Listening Post 196. The grasslands of China’s Inner Mongolia region are far from any ocean, but Urna Chahar-Tugchi observes that her home turf is often called the “Sea of Songs”—a fitting metaphor for a rich musical culture and for Urna’s awe-inspiring voice, rising like a wave and sailing across a soundscape seemingly as expansive as her childhood horizon. She grew up in a family of herders, surrounded by head-high grass, sand dunes and big sky. At 18 she went east to study at the Shanghai Conservatory of Music, but throughout her career she has traveled in every direction, singing traditional songs and her own compositions with subtle influences from the four winds.

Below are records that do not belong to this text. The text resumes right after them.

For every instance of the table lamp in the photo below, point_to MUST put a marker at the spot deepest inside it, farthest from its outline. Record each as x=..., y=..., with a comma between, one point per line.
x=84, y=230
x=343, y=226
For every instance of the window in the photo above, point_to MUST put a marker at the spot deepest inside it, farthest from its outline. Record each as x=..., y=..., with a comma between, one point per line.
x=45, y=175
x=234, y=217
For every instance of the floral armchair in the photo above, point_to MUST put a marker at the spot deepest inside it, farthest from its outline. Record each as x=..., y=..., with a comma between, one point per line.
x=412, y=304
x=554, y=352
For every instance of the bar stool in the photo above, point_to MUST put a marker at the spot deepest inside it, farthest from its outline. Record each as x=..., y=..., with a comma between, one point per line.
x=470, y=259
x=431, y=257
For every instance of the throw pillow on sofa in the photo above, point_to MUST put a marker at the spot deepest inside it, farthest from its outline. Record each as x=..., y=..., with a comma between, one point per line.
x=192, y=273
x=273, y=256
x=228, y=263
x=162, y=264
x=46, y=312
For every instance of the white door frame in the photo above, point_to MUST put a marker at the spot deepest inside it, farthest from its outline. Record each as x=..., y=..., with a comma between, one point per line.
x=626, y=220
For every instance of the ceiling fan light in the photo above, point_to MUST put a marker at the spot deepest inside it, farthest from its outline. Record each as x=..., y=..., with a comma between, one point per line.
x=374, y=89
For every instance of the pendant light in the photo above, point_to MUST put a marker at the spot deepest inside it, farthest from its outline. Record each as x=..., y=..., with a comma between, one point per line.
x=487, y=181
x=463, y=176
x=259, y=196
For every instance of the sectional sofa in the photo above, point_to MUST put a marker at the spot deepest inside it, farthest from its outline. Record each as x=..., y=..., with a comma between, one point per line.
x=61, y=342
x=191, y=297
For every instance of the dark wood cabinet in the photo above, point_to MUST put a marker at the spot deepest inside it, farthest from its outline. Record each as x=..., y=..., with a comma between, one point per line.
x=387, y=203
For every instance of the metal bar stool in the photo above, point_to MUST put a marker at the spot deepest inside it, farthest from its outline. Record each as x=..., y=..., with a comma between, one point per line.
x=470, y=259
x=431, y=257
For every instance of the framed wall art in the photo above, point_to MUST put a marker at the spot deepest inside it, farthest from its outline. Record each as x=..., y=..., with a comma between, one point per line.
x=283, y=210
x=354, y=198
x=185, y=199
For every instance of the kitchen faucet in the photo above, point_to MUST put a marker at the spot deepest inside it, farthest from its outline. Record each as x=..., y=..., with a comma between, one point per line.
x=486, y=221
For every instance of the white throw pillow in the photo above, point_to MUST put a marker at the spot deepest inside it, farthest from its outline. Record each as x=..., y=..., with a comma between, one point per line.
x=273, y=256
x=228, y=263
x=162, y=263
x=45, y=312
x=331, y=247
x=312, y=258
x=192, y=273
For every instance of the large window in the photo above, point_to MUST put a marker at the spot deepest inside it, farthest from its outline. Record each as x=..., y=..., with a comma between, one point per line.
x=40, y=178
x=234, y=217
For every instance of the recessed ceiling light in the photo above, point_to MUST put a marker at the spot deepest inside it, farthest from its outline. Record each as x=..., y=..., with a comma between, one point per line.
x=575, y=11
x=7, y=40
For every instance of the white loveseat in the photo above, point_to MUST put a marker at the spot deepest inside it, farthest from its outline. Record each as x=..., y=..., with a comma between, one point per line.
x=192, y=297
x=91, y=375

On Ser (Awakening), her ninth album, her Mongolian lyrics are in excellent company with Kroke, a Polish klezmer band that likewise branched out. Urna sings of family and identity, love and distance, nature and childhood. Horses are ever present in her stories, often carrying sons and daughters to faraway new homes. In the spiritual/personal title track, her voice climbs gradually with the rising sun (video 1) and the morning theme gathers momentum in Baigal Dalai (Infinite Nature, video 2). Zandan Hureng (My Sandalwood-Brown), describes a child riding away over dunes, ice, riverbed and mountain passes (video 3), while the title figure of Nonjiyaa is a bride leaving her homeland (video 4). Urna, who lives in Berlin, also left home but bridges gaps in time and space. Ten years ago she starred in The Two Horses of Genghis Khan, a documentary about an heirloom violin lost during China’s Cultural Revolution (trailer, video 5). It was in the 13th century that Genghis Khan’s descendants took Mongol power to its height by conquering China—the Song Dynasty, to be precise. Today this daughter of her people floats over a sea of grass and memory with her stunning, panoramic words and music. (Urna Chahar-Tugchi/UCT)

Ser credits
Urna Chahar-Tugchi: vocals, composer

Tomasz Kukurba: viola, percussion, vocals, flute
Jerzy Bawoł: accordion
Tomasz Lato: double bass

Lyrics: Urna Chahar-Tugchi/Music: Urna Chahar-Tugchi & Tomasz Lato

(from the Mongolian lyrics)
I send my sounds into the universe
And connect them to the best wishes for all life on earth
I wish for only positive news and messages
And hope for everyone
My desire for all


Baigal Dalai/Infinite Nature
Lyrics & Music: Urna Chahar-Tugchi

Sunlight glistens
/Gleaming pearls
Over the sea/
Obeying the rhythm of nature
Awakening the peaceful world.

I settle into the sounds/Of the still morning
Quietly joining/
My own melody
And feel/
A sea of harmony
Embracing the world

New sounds steadily flow/Their chimes
The beauty of the morning/The healing energy
Enhance the feeling/Everything united
In an ocean of nature


Zandan Hureng/My Sandalwood-Brown
Lyrics & Music: Traditional

I want to ride my Sandalwood-Brown horse/At the Sandalwood temple I will pray
To all creatures of this earth/
May you live in happiness and peace

Light-footed he trots across the dunes/My horse with white spots
In gold brocade, adorned with coral/Our child leaves to live with strangers

Light-footed he trots across the ice/My black-spotted Silver-Grey
Adorned with silver and coral/Our child leaves to live with strangers

Light-footed he trots on the riverbed/My horse with the tamarisk spots
Adorned with pearls and coral/
Our child leaves us for foreign lands

Three mountain passes lie behind me/Trodden down are my boots
Not three moons have passed/How I long for Mother and Father!

Four mountain passes lie behind me/Worn out are my stirrups
Not four moons have passed/How I long for Mother and Father!


Lyrics & Music: Traditional

On the banks of the Green River a horse waits/It drags its halter along the ground
The gentle Nonjiyaa, she had to leave her homeland/as a bride to follow her fate into distant lands

On the banks of the Haichin-River, a forlorn horse stands/It drags its reins behind it
Loving Nonjiyaa, her fate she had to follow/to a place far beyond the horizon

At home they did not sow corn/They did not eat sweet fruit, nor fine vegetables
Yet what could taste better/
than milk from a mother’s breast?


The Two Horses of Genghis Khan
Trailer from the 2009 documentary film about Urna’s quest to retrieve a family heirloom—a horse-head violin lost during the Chinese Cultural Revolution when her grandmother was forced to break apart the instrument, preserving just the head and neck.